Data Acquisition (DAQ) and Processing from Microstar Laboratories

Audio Capture with Python  

DAPL, Python, Real-Time


The 44.1k samples per second per channel rate, as used by CD and DVD audio technology, is near the theoretical limit for valid signal reconstruction of the full audio band. Doubling the sample rate to 88.2k samples per second provides a beneficial margin to facilitate later processing. Digitize multiple audio signal channels this way... and some relatively huge volumes of data can accumulate very quickly.

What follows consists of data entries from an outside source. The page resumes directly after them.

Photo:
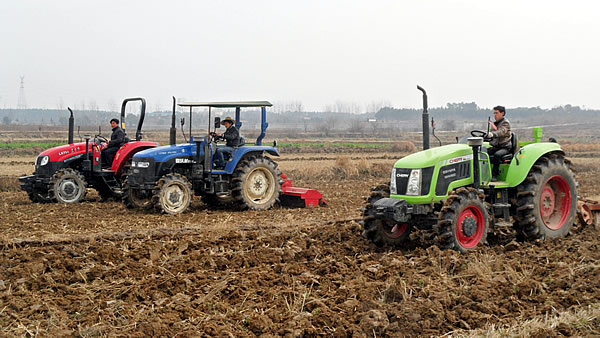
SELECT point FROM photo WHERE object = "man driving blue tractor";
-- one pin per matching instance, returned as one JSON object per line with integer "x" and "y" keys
{"x": 232, "y": 139}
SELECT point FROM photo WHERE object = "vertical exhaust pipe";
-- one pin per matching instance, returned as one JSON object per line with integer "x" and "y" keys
{"x": 476, "y": 143}
{"x": 173, "y": 130}
{"x": 71, "y": 127}
{"x": 425, "y": 119}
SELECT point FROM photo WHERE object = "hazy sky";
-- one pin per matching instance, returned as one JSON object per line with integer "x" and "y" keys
{"x": 509, "y": 52}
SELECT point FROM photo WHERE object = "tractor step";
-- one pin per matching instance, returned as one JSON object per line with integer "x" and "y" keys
{"x": 501, "y": 205}
{"x": 299, "y": 197}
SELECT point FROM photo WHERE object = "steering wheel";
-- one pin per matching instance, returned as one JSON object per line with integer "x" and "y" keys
{"x": 99, "y": 139}
{"x": 215, "y": 137}
{"x": 480, "y": 133}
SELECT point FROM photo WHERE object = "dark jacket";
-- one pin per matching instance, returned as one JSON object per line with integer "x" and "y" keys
{"x": 232, "y": 136}
{"x": 501, "y": 137}
{"x": 117, "y": 139}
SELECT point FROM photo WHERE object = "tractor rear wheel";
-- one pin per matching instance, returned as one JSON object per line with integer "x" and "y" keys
{"x": 68, "y": 186}
{"x": 256, "y": 183}
{"x": 379, "y": 231}
{"x": 173, "y": 194}
{"x": 464, "y": 220}
{"x": 135, "y": 198}
{"x": 547, "y": 200}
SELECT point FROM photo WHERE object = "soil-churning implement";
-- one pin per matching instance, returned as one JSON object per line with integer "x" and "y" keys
{"x": 589, "y": 212}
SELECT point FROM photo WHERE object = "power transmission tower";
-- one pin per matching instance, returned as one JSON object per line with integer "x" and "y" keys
{"x": 22, "y": 103}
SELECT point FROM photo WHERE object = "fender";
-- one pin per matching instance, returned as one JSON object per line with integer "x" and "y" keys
{"x": 527, "y": 156}
{"x": 64, "y": 152}
{"x": 240, "y": 152}
{"x": 127, "y": 151}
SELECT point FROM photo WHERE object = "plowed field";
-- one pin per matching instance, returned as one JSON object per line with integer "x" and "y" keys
{"x": 97, "y": 269}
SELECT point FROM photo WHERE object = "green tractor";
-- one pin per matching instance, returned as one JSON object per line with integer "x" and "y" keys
{"x": 449, "y": 189}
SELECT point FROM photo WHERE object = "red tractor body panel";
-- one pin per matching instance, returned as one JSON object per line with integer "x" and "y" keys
{"x": 61, "y": 153}
{"x": 127, "y": 151}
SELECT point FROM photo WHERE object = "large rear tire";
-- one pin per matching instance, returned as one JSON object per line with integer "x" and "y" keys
{"x": 379, "y": 231}
{"x": 67, "y": 186}
{"x": 173, "y": 194}
{"x": 547, "y": 200}
{"x": 464, "y": 220}
{"x": 256, "y": 183}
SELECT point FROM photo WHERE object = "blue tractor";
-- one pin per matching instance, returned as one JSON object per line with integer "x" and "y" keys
{"x": 168, "y": 177}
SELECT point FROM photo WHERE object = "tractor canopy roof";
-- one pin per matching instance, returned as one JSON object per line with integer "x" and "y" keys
{"x": 232, "y": 104}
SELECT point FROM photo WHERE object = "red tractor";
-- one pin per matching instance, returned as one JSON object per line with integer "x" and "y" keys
{"x": 63, "y": 174}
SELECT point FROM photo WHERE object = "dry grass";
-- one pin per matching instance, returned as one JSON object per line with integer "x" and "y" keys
{"x": 342, "y": 167}
{"x": 577, "y": 322}
{"x": 404, "y": 147}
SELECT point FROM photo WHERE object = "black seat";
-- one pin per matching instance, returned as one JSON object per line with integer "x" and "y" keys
{"x": 514, "y": 148}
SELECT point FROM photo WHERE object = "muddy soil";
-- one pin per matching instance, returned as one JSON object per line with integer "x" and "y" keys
{"x": 98, "y": 268}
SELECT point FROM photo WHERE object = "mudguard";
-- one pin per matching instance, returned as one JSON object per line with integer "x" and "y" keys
{"x": 240, "y": 152}
{"x": 127, "y": 151}
{"x": 521, "y": 164}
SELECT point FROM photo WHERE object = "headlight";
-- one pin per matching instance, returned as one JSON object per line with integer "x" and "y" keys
{"x": 393, "y": 190}
{"x": 414, "y": 183}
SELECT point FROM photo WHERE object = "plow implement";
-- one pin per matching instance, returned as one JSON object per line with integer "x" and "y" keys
{"x": 589, "y": 212}
{"x": 295, "y": 197}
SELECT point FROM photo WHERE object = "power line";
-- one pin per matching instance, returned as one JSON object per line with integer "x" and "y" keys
{"x": 22, "y": 103}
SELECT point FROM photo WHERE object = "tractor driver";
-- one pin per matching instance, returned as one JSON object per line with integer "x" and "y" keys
{"x": 117, "y": 138}
{"x": 232, "y": 138}
{"x": 500, "y": 139}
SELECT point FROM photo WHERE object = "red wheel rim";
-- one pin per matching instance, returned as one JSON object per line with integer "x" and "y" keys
{"x": 469, "y": 215}
{"x": 397, "y": 230}
{"x": 555, "y": 202}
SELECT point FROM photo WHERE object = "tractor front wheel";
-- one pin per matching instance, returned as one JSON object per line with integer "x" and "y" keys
{"x": 464, "y": 221}
{"x": 256, "y": 183}
{"x": 173, "y": 194}
{"x": 547, "y": 200}
{"x": 68, "y": 186}
{"x": 379, "y": 231}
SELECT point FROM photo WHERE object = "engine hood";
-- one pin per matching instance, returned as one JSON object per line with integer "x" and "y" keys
{"x": 433, "y": 156}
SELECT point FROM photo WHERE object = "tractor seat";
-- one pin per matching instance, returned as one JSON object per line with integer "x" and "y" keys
{"x": 514, "y": 147}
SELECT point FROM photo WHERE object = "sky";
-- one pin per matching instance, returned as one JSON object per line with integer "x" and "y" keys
{"x": 512, "y": 52}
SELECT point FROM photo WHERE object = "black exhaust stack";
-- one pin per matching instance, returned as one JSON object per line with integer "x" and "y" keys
{"x": 476, "y": 143}
{"x": 71, "y": 127}
{"x": 425, "y": 119}
{"x": 173, "y": 130}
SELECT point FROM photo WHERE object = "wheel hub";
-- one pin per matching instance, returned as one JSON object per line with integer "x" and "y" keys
{"x": 469, "y": 226}
{"x": 555, "y": 202}
{"x": 174, "y": 197}
{"x": 68, "y": 188}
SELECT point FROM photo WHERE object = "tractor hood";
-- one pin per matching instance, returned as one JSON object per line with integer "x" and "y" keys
{"x": 166, "y": 152}
{"x": 63, "y": 152}
{"x": 433, "y": 156}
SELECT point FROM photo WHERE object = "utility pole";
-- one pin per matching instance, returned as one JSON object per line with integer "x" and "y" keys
{"x": 22, "y": 103}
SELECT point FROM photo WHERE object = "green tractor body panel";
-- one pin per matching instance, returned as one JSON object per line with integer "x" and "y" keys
{"x": 444, "y": 169}
{"x": 526, "y": 158}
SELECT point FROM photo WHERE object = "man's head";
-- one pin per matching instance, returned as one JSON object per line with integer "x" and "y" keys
{"x": 499, "y": 112}
{"x": 228, "y": 122}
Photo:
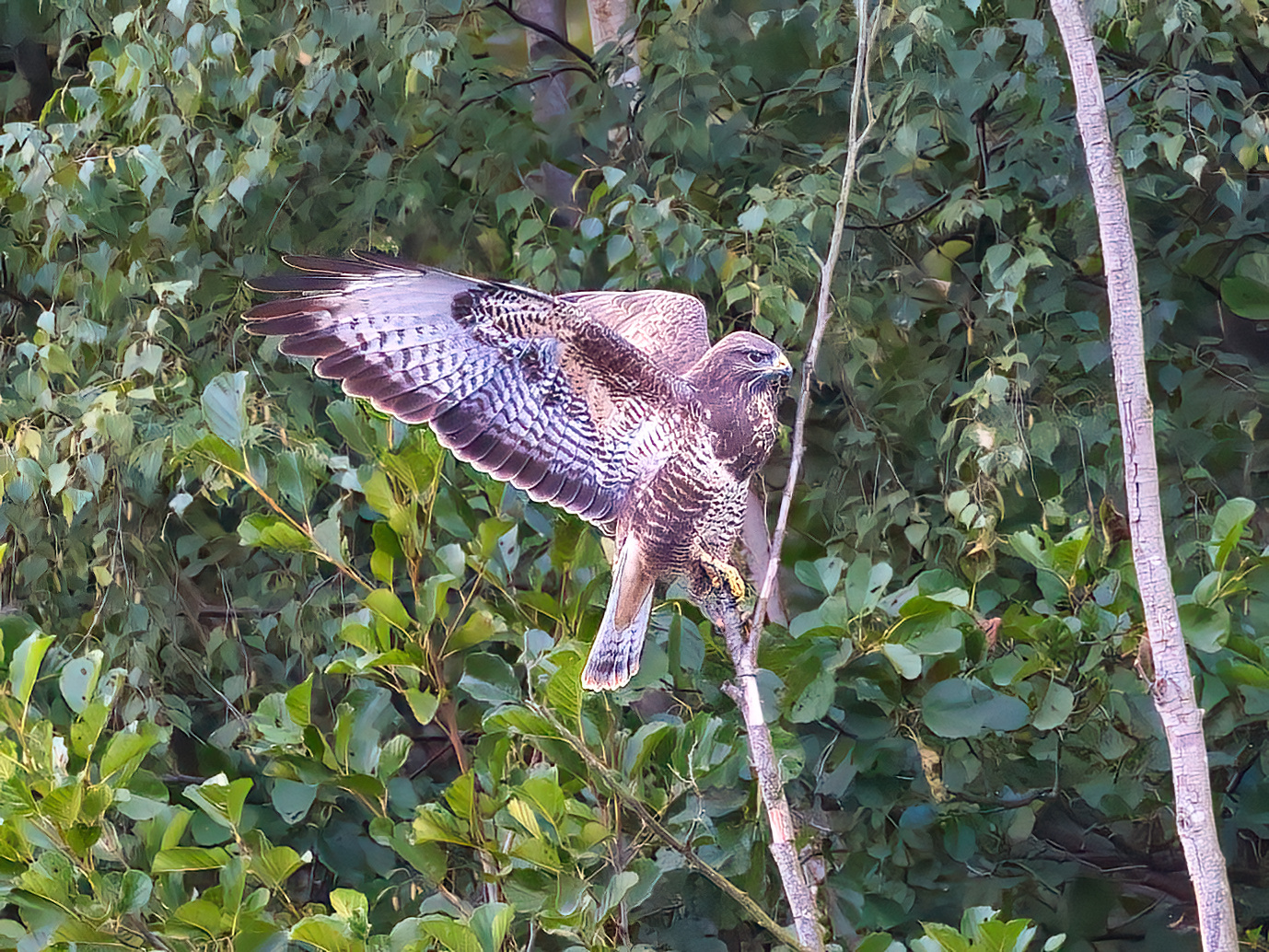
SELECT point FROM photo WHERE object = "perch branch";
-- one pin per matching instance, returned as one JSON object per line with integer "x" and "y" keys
{"x": 618, "y": 786}
{"x": 868, "y": 26}
{"x": 744, "y": 650}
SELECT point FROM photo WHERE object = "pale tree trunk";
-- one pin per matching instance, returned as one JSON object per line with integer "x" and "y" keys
{"x": 608, "y": 24}
{"x": 1172, "y": 688}
{"x": 550, "y": 101}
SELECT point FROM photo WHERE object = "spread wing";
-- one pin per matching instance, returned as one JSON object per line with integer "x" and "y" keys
{"x": 670, "y": 328}
{"x": 522, "y": 385}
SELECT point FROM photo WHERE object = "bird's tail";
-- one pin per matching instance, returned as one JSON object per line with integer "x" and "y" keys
{"x": 618, "y": 645}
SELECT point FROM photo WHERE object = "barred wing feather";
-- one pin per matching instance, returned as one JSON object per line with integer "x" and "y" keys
{"x": 532, "y": 389}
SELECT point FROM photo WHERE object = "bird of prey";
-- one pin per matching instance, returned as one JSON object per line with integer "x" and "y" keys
{"x": 607, "y": 404}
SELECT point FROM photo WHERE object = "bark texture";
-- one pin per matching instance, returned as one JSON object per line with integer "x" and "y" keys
{"x": 1172, "y": 688}
{"x": 767, "y": 772}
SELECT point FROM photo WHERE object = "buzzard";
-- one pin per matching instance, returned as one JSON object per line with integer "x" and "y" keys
{"x": 607, "y": 404}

As it turns out, capture and delivery of this data is not particularly difficult for a DAP data acquisition system. It is the data management that is awkward. In contrast, Python shines for purposes of organizing and managing data, but it is subject to the vagaries of its host operating system: communications, file system access, screen updates, object reclamation, you name it. Working in parallel, DAP systems and Python systems can form an unexpectedly effective partnership, with the on-board DAPL system taking care of the time-critical matters, and with the Python system free to do its varied processing on its own terms. For the special case of audio data, Python directly supports the WAV file format (WAVE files) as one of its "standard library" features.[1] Recorded WAV files can then be imported by numerous other software systems such as MATLAB[2] (for analysis), or Audacity[3] (for signal editing and manipulation).

With the aid of a PhD candidate and a few thousand dollars, you could easily arrange to do the same kinds of things in an elegant and full-featured GUI test environment. However, there are other times when all of that overhead gets in the way, and all you really need to do is "grab some data and run with it". Most of the time, Python is well suited for the "grab and go" kinds of applications. We will consider how a combination of DAPL and Python processing can implement a minimal high-rate, multi-channel audio capture application that makes no compromise on data quality.

Basic Information

For the case of audio capture, at a minimum, you need the following information for each data collection run.

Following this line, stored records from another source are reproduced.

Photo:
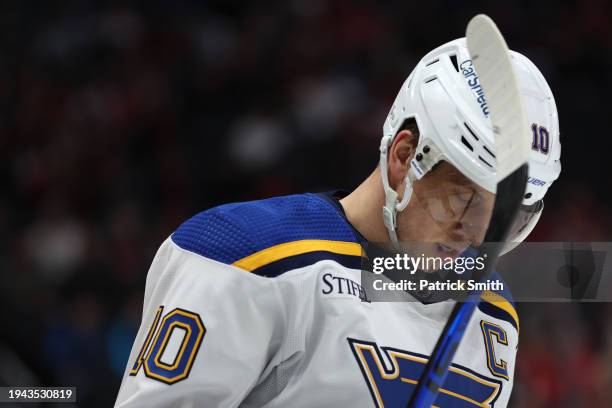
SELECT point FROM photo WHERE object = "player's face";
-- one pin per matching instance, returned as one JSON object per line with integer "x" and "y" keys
{"x": 446, "y": 213}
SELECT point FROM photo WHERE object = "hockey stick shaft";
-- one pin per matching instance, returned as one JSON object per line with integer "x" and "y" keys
{"x": 436, "y": 369}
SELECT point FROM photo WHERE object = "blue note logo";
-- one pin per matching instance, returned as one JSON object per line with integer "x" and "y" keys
{"x": 392, "y": 375}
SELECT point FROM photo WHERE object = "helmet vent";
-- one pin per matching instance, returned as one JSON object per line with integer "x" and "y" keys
{"x": 488, "y": 151}
{"x": 484, "y": 161}
{"x": 466, "y": 143}
{"x": 454, "y": 61}
{"x": 471, "y": 132}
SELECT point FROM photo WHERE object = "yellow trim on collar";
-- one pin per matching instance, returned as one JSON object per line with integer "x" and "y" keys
{"x": 500, "y": 302}
{"x": 287, "y": 249}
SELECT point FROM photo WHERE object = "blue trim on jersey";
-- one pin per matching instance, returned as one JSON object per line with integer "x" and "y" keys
{"x": 299, "y": 261}
{"x": 493, "y": 311}
{"x": 233, "y": 231}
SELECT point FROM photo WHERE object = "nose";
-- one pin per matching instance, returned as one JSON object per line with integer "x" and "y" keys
{"x": 468, "y": 232}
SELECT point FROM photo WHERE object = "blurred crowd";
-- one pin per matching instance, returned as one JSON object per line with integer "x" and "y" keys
{"x": 119, "y": 120}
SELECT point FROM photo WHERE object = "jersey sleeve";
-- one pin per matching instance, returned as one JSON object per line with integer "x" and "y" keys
{"x": 210, "y": 331}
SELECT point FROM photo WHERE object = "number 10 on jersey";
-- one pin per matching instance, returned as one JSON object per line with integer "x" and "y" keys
{"x": 180, "y": 329}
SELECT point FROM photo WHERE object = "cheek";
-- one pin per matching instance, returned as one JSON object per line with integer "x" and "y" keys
{"x": 414, "y": 224}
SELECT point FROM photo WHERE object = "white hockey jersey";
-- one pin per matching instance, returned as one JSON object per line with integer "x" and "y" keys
{"x": 259, "y": 304}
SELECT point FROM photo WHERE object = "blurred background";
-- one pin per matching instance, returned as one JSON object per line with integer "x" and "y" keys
{"x": 120, "y": 120}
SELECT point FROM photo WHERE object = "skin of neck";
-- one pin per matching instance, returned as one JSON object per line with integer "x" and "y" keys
{"x": 363, "y": 208}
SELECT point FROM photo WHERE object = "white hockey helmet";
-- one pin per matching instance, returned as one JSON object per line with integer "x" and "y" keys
{"x": 444, "y": 97}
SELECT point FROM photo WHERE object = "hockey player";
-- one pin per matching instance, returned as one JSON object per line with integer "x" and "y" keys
{"x": 262, "y": 304}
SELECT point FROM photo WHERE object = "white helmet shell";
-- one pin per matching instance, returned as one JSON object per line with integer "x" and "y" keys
{"x": 443, "y": 95}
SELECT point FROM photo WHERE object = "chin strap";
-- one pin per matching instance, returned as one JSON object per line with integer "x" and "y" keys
{"x": 425, "y": 158}
{"x": 392, "y": 206}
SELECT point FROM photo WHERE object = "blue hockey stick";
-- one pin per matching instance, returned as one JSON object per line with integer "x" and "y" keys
{"x": 493, "y": 64}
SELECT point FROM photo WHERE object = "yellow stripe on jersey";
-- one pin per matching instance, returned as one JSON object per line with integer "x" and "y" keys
{"x": 500, "y": 302}
{"x": 287, "y": 249}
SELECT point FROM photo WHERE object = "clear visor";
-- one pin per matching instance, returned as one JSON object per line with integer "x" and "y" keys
{"x": 460, "y": 207}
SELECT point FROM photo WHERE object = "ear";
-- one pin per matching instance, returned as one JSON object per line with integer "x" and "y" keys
{"x": 401, "y": 152}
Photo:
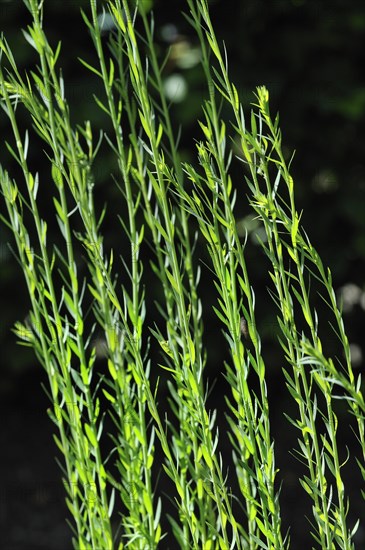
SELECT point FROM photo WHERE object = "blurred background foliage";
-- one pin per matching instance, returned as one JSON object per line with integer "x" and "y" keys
{"x": 310, "y": 55}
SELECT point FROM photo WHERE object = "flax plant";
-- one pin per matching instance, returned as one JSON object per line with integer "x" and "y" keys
{"x": 113, "y": 495}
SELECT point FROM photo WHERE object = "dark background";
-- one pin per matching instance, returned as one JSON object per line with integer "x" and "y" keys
{"x": 310, "y": 55}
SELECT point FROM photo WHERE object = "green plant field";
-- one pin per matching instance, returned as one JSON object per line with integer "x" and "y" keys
{"x": 93, "y": 326}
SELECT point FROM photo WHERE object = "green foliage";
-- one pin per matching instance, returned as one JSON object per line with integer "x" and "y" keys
{"x": 172, "y": 205}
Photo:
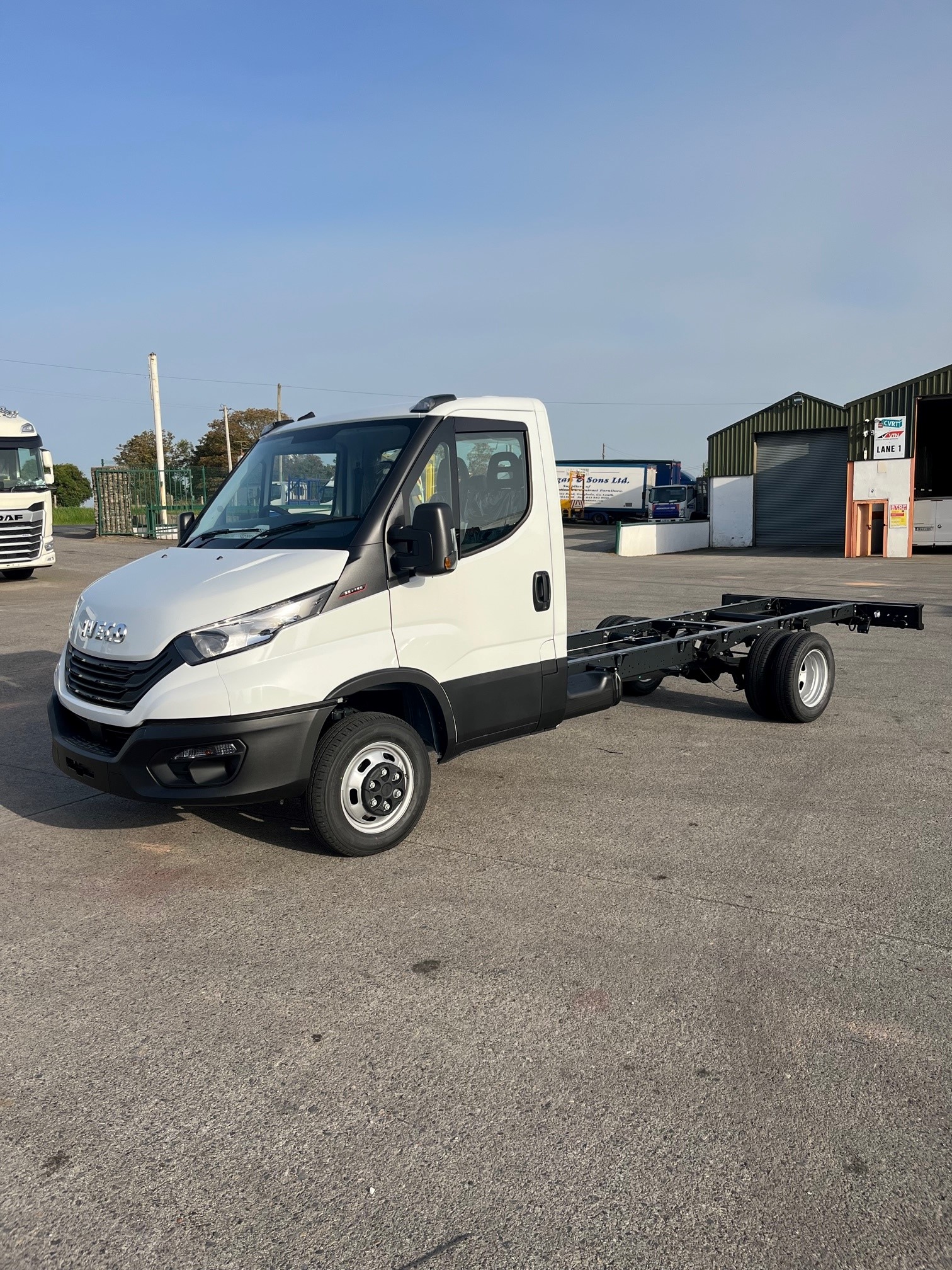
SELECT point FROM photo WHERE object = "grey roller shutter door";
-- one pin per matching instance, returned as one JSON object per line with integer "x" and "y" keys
{"x": 800, "y": 488}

Which python script to run Specify this as the Python system is started.
What DAPL system configuration to use Specify this as the Python system is started or by prompt.
Output file name Specify this as the Python system is started or by prompt.
Number of channels Verify consistency in DAPL and Python scripts
Sample rate Verify consistency in DAPL and Python scripts
Time duration (number of samples to capture) Verify consistency in DAPL and Python scripts

Python Command Line and Parameters

Part of the configuration information can be provided to the Python application when it starts. A command line for the application can look like the following.

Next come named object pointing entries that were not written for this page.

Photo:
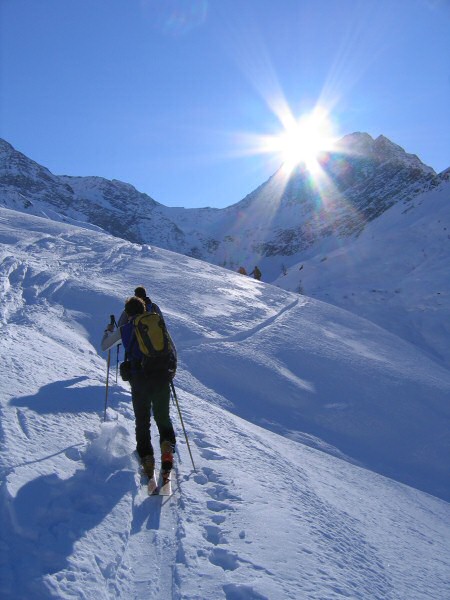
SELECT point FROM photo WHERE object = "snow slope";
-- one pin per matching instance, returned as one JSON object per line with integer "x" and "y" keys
{"x": 296, "y": 411}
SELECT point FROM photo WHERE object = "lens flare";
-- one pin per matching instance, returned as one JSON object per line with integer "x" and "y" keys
{"x": 303, "y": 140}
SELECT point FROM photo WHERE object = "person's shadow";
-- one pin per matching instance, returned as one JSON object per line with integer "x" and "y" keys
{"x": 41, "y": 524}
{"x": 63, "y": 397}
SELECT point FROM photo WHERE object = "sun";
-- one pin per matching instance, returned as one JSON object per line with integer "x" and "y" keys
{"x": 304, "y": 139}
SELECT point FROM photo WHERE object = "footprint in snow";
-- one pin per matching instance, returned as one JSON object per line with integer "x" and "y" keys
{"x": 224, "y": 559}
{"x": 241, "y": 592}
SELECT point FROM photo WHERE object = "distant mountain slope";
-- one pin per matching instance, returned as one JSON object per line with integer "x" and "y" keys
{"x": 395, "y": 273}
{"x": 290, "y": 221}
{"x": 283, "y": 218}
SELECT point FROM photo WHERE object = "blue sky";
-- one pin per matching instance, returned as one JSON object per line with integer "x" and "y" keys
{"x": 163, "y": 94}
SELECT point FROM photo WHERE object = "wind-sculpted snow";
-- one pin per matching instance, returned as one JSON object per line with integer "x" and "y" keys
{"x": 281, "y": 396}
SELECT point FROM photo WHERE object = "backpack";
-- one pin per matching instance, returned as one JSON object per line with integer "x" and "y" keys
{"x": 154, "y": 342}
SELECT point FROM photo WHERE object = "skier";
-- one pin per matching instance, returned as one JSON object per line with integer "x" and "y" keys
{"x": 149, "y": 391}
{"x": 256, "y": 273}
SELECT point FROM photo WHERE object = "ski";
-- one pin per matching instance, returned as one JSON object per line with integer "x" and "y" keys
{"x": 152, "y": 485}
{"x": 165, "y": 483}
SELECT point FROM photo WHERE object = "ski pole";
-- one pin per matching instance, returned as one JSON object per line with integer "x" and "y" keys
{"x": 117, "y": 362}
{"x": 112, "y": 320}
{"x": 182, "y": 423}
{"x": 118, "y": 349}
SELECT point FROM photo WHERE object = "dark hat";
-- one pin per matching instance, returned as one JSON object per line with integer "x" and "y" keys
{"x": 140, "y": 292}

python   <-d dapfile>   <-w wavefile>
  • The python command starts the Python system with a command window display that can be used to display diagnostic and status messages for the course of the application run. A more refined application might use the pythonw command instead, and dispense with the text displays.

  • The script is the main application script run by Python, to coordinate the DAP board and host processing.

  • The optional dapfile parameter specifies the DAPL system configuration script file to be passed to the DAP board. If unspecified, the application must prompt for it.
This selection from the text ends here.